The salinity of the Sundarbans is increasing from east to west and from north to south. Soil salinity in the Sundarbans is 2-4.5 ds / m. However, in the dry season, the salinity of the soil is around six ds / m. Depending on the salinity of the water, the Sundarbans is divided into three types, freshwater, moderate brackish and brackish.


The Sundarbans is rich in biodiversity. The Sundarbans has 334 species of trees, 175 species of algae and 13 species of orchids, according to the forest department.

Forest products

The main forest products of the Sundarbans are Sundari, Pashur, Gewa, Dhundul and Kakra trees. Besides, there are golpata, hetal, chan, fish, honey etc. in the Sundarbans.


There are more than 365 species of wildlife in the Sundarbans. These include 35 species of reptiles, 315 species of birds and 42 species of mammals.
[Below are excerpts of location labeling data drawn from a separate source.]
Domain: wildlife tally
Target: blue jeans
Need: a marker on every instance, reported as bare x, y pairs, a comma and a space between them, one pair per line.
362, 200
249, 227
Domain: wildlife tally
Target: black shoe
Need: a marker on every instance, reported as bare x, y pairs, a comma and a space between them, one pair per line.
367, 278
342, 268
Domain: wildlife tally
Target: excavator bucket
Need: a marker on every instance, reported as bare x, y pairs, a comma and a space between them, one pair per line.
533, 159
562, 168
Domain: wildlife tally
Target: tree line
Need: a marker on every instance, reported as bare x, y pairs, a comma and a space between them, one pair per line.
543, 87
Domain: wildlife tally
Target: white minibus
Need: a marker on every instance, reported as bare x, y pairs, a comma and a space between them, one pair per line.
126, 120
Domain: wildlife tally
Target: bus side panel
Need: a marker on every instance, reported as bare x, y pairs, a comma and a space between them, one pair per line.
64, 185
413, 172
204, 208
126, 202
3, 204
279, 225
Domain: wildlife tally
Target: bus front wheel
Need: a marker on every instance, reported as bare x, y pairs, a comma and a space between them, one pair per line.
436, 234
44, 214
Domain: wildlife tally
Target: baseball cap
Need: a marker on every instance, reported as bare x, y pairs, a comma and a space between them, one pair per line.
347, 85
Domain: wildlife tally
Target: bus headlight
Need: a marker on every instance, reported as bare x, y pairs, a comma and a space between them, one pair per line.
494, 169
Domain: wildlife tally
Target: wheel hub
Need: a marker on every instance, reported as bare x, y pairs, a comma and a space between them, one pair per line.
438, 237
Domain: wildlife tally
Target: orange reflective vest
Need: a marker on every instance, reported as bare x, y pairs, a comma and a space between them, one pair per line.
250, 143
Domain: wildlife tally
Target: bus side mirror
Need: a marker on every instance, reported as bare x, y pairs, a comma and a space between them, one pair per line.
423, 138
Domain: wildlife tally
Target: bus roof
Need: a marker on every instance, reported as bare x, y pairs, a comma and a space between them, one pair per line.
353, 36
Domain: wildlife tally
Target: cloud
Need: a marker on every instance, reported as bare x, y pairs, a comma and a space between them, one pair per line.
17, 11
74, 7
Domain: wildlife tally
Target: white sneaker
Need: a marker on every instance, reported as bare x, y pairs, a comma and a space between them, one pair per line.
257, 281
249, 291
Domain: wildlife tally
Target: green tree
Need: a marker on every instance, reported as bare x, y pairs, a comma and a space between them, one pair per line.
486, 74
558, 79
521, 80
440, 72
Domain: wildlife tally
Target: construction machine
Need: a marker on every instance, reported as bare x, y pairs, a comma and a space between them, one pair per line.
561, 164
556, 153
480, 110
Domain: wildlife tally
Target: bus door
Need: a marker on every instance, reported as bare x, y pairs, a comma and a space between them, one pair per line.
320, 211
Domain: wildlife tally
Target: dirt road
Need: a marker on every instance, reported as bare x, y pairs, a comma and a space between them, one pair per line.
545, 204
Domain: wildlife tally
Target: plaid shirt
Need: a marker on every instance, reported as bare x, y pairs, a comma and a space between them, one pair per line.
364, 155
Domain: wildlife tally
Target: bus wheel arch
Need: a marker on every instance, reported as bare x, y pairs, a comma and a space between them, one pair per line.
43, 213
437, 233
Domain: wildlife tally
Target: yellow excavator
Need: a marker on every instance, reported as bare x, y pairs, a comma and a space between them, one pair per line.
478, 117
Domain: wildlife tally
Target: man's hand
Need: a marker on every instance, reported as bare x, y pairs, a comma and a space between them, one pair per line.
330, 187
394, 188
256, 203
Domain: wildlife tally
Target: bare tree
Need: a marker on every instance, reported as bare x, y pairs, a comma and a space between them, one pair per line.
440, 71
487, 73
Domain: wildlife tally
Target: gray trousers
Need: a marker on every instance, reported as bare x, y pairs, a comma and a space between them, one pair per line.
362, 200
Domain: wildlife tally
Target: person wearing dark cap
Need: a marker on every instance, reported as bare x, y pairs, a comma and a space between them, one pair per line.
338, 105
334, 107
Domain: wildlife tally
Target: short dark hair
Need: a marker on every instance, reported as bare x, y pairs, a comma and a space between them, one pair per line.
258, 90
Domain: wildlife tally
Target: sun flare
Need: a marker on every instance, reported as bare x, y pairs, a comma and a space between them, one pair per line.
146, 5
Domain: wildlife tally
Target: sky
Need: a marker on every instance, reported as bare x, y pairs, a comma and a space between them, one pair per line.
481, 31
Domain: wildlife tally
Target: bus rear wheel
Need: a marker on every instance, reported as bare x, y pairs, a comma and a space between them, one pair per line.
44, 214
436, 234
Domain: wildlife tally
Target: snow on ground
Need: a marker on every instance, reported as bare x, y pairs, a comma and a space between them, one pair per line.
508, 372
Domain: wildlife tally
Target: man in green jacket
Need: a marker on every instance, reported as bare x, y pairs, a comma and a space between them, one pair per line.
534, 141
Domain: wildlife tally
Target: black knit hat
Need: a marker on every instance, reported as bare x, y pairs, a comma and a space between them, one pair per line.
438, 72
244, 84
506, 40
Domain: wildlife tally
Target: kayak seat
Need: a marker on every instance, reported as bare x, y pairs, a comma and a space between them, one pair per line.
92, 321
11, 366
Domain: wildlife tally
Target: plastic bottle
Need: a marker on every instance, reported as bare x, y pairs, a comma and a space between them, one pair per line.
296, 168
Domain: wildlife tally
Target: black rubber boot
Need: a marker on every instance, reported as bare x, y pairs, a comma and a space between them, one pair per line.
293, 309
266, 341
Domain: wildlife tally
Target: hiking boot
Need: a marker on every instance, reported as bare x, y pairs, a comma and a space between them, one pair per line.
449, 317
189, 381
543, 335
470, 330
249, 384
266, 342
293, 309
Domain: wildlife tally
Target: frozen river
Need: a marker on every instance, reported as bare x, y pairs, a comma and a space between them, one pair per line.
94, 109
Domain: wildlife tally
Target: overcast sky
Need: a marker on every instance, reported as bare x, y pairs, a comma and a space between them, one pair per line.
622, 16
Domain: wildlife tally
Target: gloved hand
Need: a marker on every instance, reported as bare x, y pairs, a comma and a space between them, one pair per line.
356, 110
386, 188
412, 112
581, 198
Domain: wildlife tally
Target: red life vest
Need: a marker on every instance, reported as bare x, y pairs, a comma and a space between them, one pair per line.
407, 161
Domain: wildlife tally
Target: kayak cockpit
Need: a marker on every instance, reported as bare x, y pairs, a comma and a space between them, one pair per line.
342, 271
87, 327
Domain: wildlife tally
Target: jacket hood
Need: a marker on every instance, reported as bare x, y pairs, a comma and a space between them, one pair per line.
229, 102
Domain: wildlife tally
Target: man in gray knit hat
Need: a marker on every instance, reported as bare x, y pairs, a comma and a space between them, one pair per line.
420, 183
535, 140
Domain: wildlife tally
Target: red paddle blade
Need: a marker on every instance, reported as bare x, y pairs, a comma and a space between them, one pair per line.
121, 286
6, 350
There are 210 species of white fish, 24 species of shrimp, 14 species of crabs and 43 species of malanka in the Sundarbans.


The main wildlife of the Sundarbans are the Royal Bengal Tiger, Chitral deer, wild boar, monkey, crocodile, dolphin, tortoise, otter cat, fish cat and wild cat.
According to the Forest Department, according to the latest survey of 2016, there are 114 tigers in the Bangladesh part of the Sundarbans, one to one and a half lakh deer, 50,000 monkeys, 25,000 wild boars and 25,000 otters.

Rivers and canals

Rivers and canals are intertwined in the Sundarbans. There are 450 small and big rivers and canals in the Sundarbans. The main rivers of the forest are Pashur, Shibsa, Arpangasia, Shela, Morjat, Bhadra, Jamuna, Rayamangal and Bhola.

Tourist place

There is natural beauty throughout the entire Sundarbans. Among them, Karamjal, Katka, Kachikhali, Dublarchar, Hiranpoint, Kalagachhia, Manikkhali, Andarmanik and Dobeki areas are frequented by tourists.